I have some questions on the generation of the Hilbert's space-filling curve. Any help to clarify doubts a-e would be very appreciated.
The Hilbert's space-filling curve is a function $f_h:[0,1]\rightarrow [0,1]^2$ built following this procedure of 4 steps (e.g. from here):
(step 1) Assume that $[0,1]$ can be mapped continuously onto $[0,1]^2$.
(a) Could you clarify step 1? Does it mean that I should take a specific continuous function from $[0,1]$ to $[0,1]^2$? Why is it an assumption?
(b) It is not clear to me why I need to think about a continuous map: is continuity a necessary condition for having a partition as described at step 2?

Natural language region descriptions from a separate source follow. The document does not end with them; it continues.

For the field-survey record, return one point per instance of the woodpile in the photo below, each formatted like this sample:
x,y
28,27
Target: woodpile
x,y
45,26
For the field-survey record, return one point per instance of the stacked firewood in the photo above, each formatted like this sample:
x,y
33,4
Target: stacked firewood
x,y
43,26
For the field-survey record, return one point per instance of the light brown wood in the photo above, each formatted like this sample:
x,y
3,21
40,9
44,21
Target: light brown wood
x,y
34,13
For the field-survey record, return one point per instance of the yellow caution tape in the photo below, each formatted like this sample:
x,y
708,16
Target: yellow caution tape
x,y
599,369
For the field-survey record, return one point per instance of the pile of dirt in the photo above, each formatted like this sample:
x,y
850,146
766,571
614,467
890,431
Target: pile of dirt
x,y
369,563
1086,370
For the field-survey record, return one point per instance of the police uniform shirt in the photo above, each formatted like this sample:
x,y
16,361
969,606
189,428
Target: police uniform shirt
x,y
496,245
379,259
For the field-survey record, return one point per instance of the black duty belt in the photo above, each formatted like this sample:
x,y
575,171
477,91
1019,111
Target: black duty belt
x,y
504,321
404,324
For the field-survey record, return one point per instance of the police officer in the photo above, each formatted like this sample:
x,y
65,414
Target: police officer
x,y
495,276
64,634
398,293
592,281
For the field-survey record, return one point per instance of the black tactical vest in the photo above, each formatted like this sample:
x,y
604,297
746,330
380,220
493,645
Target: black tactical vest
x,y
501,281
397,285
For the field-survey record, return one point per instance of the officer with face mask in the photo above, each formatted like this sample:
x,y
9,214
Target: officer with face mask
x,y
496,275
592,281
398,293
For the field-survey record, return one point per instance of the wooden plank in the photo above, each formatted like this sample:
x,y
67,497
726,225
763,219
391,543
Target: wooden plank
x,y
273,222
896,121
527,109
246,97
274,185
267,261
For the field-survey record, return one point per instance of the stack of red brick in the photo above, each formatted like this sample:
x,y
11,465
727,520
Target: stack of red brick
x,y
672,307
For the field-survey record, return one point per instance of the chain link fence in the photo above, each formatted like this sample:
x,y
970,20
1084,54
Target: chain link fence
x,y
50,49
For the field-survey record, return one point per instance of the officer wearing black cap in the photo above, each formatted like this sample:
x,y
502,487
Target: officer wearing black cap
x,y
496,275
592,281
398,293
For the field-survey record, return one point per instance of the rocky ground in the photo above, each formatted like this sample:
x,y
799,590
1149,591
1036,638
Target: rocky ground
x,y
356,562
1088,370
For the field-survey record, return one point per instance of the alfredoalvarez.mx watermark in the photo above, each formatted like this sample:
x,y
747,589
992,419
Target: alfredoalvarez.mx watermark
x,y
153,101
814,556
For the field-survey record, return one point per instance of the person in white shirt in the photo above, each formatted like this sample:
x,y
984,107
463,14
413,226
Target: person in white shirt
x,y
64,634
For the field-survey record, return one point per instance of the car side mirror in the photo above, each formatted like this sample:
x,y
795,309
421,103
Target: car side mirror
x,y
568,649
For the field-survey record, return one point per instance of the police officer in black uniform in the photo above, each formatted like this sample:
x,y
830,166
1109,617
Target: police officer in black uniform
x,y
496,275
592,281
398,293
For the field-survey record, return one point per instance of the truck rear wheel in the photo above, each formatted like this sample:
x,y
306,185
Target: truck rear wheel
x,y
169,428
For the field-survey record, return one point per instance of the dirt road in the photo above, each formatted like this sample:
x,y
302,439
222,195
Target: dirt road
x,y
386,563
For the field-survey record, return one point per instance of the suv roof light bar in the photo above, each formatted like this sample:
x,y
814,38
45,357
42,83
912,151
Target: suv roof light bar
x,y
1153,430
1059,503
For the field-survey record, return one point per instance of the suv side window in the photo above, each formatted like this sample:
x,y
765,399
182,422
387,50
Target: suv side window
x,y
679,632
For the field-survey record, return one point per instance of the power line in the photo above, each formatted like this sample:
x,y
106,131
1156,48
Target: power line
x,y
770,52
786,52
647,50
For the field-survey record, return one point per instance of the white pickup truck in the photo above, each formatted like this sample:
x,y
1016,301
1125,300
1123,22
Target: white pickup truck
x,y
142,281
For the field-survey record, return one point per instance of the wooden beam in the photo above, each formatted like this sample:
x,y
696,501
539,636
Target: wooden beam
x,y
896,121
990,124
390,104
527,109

(c) Is it true that if I change the initial continuous map from $[0,1]$ to $[0,1]^2$ then I will have a different initial partition at step 2? Does this imply that we can get different Hilbert space-filling curves following these steps?
(step 2) If we partition $[0,1]$ into 4 congruent subintervals, then it should be possible to partition $[0,1]^2$ into 4 congruent subsquares, such that each subinterval is continuously mapped onto one of the subsquares.
(step 3) The subintervals and subsquares should be such that: adjacent subintervals correspond to adjacent subsquares with an edge in common (it preserves continuity), and the inclusion relationships are preserved, i.e. if a square corresponds to an interval, then its subsquares corresponds to the subintervals of that interval (the mapping at the $n$-th iteration preserves the mapping at the $n-1$-th iteration).
(d): Are there several ways to make step (3) happening? Does this imply that we can get different Hilbert space-filling curves?
(step 4) Repeat the argument for each subinterval and subsquare ad infinitum.
(e) At a given step $n$, we don't know yet which is $f_h(t)$ for any $t\in [0,1]$. However, should I think about having already a surjective map from $[0,1]$ to $[0,1]^2$ or just a 1-1 association between subintervals and subsquares?
I can see how you would find the assumption that a space-filling curve exists confusing. After all, the point is to construct a space filling curve in the first place - why would we assume it can be done?
I think of it this way: If we do assume that there is a space filling curve $f_h:[0,1]\to [0,1]^2$, then it makes sense to suppose that $f_h$ might map the sub-intervals $[0,1/4]$, $[1/4,1/2]$, $[1/2,3/4]$, and $[3/4,1]$ onto sub-squares of $[0,1]^2$. This points us to think in terms of self-similarity and, ultimately, Hilbert's actual construction.
And, yes, there are a number of potential variations in the construction. One well known variant is Moore's curve.